Bug #49238 Creating/Dropping a temporary table while at 1023 transactions will cause assert
Submitted: 30 Nov 2009 22:02 Modified: 14 Oct 2010 13:54
Reporter: Harrison Fisk Email Updates:
Status: Closed Impact on me:
None 
Category:MySQL Server: InnoDB storage engine Severity:S2 (Serious)
Version:5.0,5.1.41 OS:Any
Assigned to: Jimmy Yang
Tags: 1023 transactions, temporary table
Triage: Triaged: D1 (Critical)

[30 Nov 2009 22:02] Harrison Fisk
Description:
When the 1023 transaction limit is reached (BUG #26590) internally it is handled as an out of disk space condition.  Due to BUG #43665 with running out of table space, if InnoDB believes it is out of disk space, it will assert, even though, in this case, it isn't out of disk space.

This is directly related to BUG #43665, but could have a different fix by changing the handling of the 1023 transaction limit.

Here is a resolved backtrace of the problem:

0x579865 handle_segfault + 725
0x6f30d2 row_drop_table_for_mysql + 3986
0x65354c ha_innobase::delete_table(char const*) + 252
0x5c6956 rm_temporary_table(db_type, char*) + 134
0x5c6a28 close_temporary(st_table*, bool) + 120
0x5c781e close_temporary_tables(THD*) + 1006
0x568c7e THD::cleanup() + 142
0x579d26 end_thread(THD*, bool) + 22
0x59c099 handle_one_connection + 1065
0x30bcc062f7 _end + -1183202073

There is also another mention in the comment [30 Nov 18:48] Shane Bester in Bug #43665.

How to repeat:
Open 1025 transactions and create/drop temporary InnoDB tables.

Suggested fix:
Don't treat the 1023 limit internally as out of disk space.

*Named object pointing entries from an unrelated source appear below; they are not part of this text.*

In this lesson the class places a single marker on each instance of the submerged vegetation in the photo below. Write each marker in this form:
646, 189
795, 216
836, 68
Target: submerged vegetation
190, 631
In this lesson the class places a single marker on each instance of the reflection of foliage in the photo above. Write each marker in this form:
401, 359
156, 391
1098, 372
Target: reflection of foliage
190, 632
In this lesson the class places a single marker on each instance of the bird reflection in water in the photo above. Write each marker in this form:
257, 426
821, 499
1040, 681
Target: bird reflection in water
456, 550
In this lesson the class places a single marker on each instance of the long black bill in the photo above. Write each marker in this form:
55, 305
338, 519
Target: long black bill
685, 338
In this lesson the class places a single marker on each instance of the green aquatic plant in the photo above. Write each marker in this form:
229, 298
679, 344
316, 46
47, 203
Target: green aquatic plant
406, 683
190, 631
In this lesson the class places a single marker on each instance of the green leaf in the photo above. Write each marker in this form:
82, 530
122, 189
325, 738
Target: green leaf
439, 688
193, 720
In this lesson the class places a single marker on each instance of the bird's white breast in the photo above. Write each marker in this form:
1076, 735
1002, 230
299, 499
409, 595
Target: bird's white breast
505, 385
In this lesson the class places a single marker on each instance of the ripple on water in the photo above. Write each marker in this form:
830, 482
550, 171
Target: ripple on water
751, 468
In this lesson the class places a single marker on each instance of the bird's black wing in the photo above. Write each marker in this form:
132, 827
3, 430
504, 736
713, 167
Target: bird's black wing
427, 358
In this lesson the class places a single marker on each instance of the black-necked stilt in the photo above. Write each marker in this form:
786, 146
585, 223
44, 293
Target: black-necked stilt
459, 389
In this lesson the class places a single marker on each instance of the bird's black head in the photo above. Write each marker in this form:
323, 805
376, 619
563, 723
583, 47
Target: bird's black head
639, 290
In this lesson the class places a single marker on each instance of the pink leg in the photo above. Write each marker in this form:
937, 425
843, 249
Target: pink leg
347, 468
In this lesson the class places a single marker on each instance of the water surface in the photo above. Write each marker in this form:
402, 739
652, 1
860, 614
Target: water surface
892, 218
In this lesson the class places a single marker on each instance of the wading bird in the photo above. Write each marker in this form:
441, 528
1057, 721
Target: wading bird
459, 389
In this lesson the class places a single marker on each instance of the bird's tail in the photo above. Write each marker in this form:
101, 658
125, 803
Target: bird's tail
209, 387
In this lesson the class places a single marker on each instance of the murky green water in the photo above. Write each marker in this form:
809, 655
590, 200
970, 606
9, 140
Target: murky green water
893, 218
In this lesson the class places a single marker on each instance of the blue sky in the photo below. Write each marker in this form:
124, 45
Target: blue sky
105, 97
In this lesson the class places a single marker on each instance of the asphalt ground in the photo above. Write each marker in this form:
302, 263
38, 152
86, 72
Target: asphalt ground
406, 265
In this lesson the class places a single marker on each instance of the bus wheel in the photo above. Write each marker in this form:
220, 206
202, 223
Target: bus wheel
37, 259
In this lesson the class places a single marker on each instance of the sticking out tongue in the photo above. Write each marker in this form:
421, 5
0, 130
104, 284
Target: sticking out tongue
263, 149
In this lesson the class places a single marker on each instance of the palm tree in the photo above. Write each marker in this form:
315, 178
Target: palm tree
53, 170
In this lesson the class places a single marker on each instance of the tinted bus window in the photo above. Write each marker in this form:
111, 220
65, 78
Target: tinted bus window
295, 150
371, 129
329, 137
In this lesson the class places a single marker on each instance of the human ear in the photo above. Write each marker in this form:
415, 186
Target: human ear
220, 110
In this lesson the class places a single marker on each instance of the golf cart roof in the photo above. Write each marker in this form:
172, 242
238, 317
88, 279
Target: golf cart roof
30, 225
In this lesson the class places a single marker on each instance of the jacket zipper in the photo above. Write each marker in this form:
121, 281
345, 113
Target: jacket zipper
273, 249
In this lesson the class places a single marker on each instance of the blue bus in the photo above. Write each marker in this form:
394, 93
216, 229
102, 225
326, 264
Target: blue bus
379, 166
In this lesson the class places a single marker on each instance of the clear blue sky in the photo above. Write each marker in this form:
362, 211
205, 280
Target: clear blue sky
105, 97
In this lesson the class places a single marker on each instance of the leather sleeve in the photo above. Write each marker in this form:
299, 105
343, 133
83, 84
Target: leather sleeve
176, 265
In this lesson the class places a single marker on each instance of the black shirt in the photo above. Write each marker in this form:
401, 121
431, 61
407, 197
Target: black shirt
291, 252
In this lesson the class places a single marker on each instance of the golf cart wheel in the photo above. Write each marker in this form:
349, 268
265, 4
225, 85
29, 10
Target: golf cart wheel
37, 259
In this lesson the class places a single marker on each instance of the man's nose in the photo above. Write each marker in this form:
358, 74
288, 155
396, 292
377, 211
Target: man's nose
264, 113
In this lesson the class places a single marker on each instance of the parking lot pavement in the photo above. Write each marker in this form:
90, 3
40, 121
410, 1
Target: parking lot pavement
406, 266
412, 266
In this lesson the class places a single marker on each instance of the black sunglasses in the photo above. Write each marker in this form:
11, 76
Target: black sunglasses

Or fix Bug #26590 or Bug #43665.
[8 Dec 2009 13:44] Harrison Fisk
Full error log from the crash in original bug submission:

091130 6:14:40InnoDB: Warning: cannot find a free slot for an undo log. Do you have too
InnoDB: many active transactions running concurrently?
091130 6:14:40InnoDB: Warning: cannot find a free slot for an undo log. Do you have too
InnoDB: many active transactions running concurrently?
091130 6:14:40InnoDB: Assertion failure in thread 1454528832 in file row0mysql.c line 3339
InnoDB: Failing assertion: err == DB_OUT_OF_FILE_SPACE
InnoDB: We intentionally generate a memory trap.
InnoDB: Submit a detailed bug report to http://bugs.mysql.com.
InnoDB: If you get repeated assertion failures or crashes, even
InnoDB: immediately after the mysqld startup, there may be
InnoDB: corruption in the InnoDB tablespace. Please refer to
InnoDB: http://dev.mysql.com/doc/refman/5.0/en/forcing-recovery.html
InnoDB: about forcing recovery.
InnoDB: Thread 1344141632 stopped in file os0sync.c line 586
InnoDB: Thread 1533806912 stopped in file ./../include/sync0sync.ic line 111
InnoDB: Thread 1325476160 stopped in file ./../include/sync0sync.ic line 111
091130 6:14:40 - mysqld got signal 11 ;
This could be because you hit a bug. It is also possible that this binary
or one of the libraries it was linked against is corrupt, improperly built,
or misconfigured. This error can also be caused by malfunctioning hardware.
We will try our best to scrape up some info that will hopefully help diagnose
the problem, but since we have already crashed, something is definitely wrong
and this may fail.

key_buffer_size=16777216
read_buffer_size=1048576
max_used_connections=2101
max_connections=2100
threads_connected=2006
It is possible that mysqld could use up to
key_buffer_size + (read_buffer_size + sort_buffer_size)*max_connections = 6467584 K
bytes of memory
Hope that's ok; if not, decrease some variables in the equation.

thd=0x2ab82a4af6c0
Attempting backtrace. You can use the following information to find out
where mysqld died. If you see no messages after this, something went
terribly wrong...
Cannot determine thread, fp=0x56b23fd0, backtrace may not be correct.
Stack range sanity check OK, backtrace follows:
0x579865
0x6f30d2
0x65354c
0x5c6956
0x5c6a28
0x5c781e
0x568c7e
0x579d26
0x59c099
0x30bcc062f7
[8 Dec 2009 16:39] Heikki Tuuri
Harrison, thank you for noticing this crashing bug. In CREATE TABLE, InnoDB creates a second background transaction to do the actual work. Apparently, I have forgotten to check that there is room for this additional transaction in the 1024 undo log slots!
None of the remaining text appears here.